Monday, April 24, 2023

Introducing VirusTotal Code Insight: Empowering threat analysis with generative AI

At the RSA Conference 2023 today, we are excited to unveil VirusTotal Code Insight, a cutting-edge feature that leverages artificial intelligence for code analysis. Powered by Google Cloud Security AI Workbench, Code Insight produces natural language summaries of code snippets with ease. This functionality empowers security experts and analysts by providing them with deeper insights into the purpose and operation of analyzed code, significantly enhancing their capability to detect and mitigate potential threats.

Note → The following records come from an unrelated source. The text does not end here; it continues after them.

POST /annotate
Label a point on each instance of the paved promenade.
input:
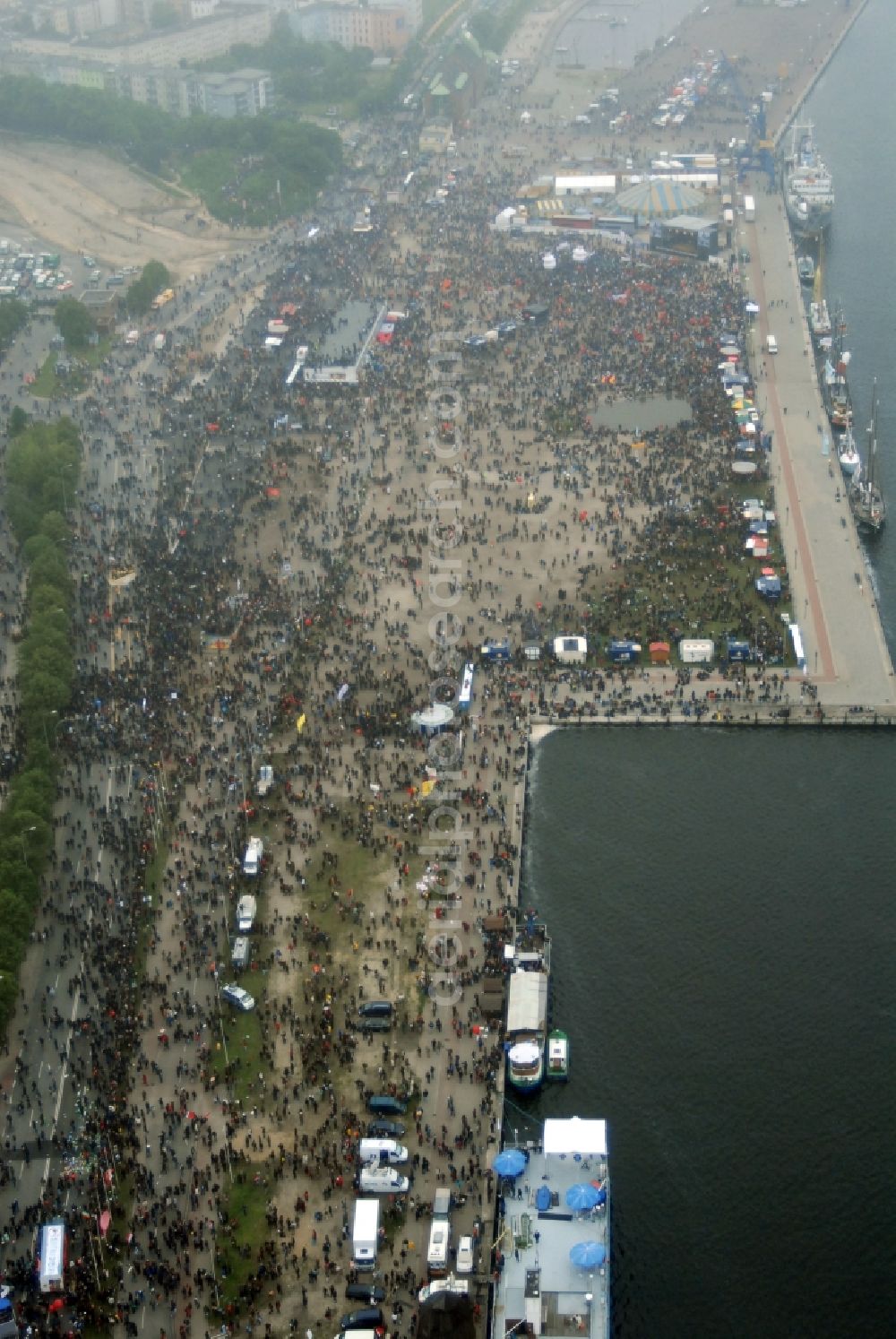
(833, 601)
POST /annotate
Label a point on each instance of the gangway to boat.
(819, 285)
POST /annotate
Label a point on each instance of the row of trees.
(43, 463)
(154, 278)
(300, 156)
(13, 316)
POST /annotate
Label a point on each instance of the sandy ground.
(79, 200)
(771, 48)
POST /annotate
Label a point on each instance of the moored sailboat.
(866, 498)
(557, 1057)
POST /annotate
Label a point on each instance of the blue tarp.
(738, 650)
(623, 652)
(588, 1255)
(582, 1196)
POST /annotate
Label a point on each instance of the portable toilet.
(695, 651)
(738, 651)
(495, 652)
(571, 651)
(623, 652)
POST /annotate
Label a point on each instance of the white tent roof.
(527, 1002)
(576, 1136)
(603, 184)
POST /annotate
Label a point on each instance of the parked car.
(238, 998)
(386, 1129)
(382, 1103)
(367, 1317)
(365, 1292)
(374, 1024)
(465, 1257)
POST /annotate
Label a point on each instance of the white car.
(238, 998)
(465, 1257)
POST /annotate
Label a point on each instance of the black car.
(384, 1129)
(368, 1317)
(365, 1292)
(383, 1103)
(374, 1024)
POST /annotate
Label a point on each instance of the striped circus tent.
(659, 198)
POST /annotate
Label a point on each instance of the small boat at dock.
(806, 270)
(866, 501)
(557, 1057)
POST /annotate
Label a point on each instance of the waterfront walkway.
(831, 598)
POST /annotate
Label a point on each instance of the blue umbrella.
(588, 1255)
(582, 1196)
(511, 1162)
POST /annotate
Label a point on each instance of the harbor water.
(720, 907)
(722, 921)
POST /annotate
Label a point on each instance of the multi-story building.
(191, 43)
(379, 24)
(243, 92)
(180, 92)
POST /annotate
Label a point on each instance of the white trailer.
(571, 651)
(51, 1257)
(365, 1233)
(694, 651)
(438, 1247)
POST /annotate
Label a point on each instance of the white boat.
(808, 185)
(527, 1021)
(820, 320)
(848, 455)
(866, 501)
(525, 1066)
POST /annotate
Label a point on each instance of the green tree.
(153, 279)
(19, 420)
(73, 322)
(164, 15)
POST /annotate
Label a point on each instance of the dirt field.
(79, 200)
(773, 48)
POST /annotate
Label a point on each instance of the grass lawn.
(47, 384)
(240, 1043)
(246, 1232)
(433, 10)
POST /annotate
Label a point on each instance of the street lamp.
(22, 838)
(46, 735)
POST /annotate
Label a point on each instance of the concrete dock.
(831, 598)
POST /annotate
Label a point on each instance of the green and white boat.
(557, 1066)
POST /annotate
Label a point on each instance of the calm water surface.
(722, 912)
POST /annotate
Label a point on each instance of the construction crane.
(758, 151)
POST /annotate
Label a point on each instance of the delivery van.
(437, 1255)
(465, 1257)
(246, 912)
(382, 1151)
(51, 1257)
(382, 1181)
(365, 1233)
(252, 857)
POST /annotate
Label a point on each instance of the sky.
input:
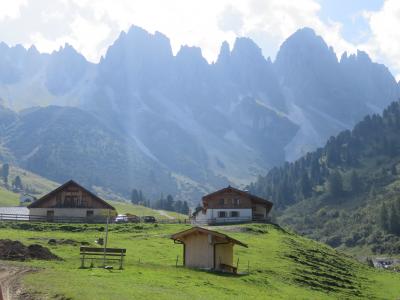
(90, 26)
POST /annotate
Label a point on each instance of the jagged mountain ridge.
(208, 124)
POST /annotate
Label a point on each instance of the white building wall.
(211, 215)
(68, 212)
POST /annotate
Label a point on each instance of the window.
(236, 201)
(222, 214)
(234, 214)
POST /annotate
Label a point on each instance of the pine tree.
(185, 208)
(335, 184)
(306, 187)
(169, 204)
(394, 221)
(5, 171)
(355, 182)
(17, 183)
(135, 197)
(384, 217)
(394, 170)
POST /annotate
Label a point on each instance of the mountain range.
(145, 118)
(345, 193)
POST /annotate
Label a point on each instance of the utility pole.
(105, 240)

For quite some time, artificial intelligence (AI) and machine learning (ML) have played a crucial role in anti-malware and cybersecurity, mainly focusing on classification tasks. However, recent advancements in large language models (LLMs) have expanded their capabilities to encompass text generation and summarization.

Impressively, when these models are trained on programming languages, they can adeptly transform code into natural language explanations. This innovation not only expedites malware analysis but also bolsters a variety of cybersecurity applications. Recognizing the immense potential of this cutting-edge technology, we have incorporated it into the VirusTotal platform, significantly enhancing its capabilities.

Code Insight is a new feature based on Sec-PaLM, one of the generative AI models hosted on Google Cloud AI. What sets this functionality apart is its ability to generate natural language summaries from the point of view of an AI collaborator specialized in cybersecurity and malware. This provides security professionals and analysts with a powerful tool to figure out what the code is up to.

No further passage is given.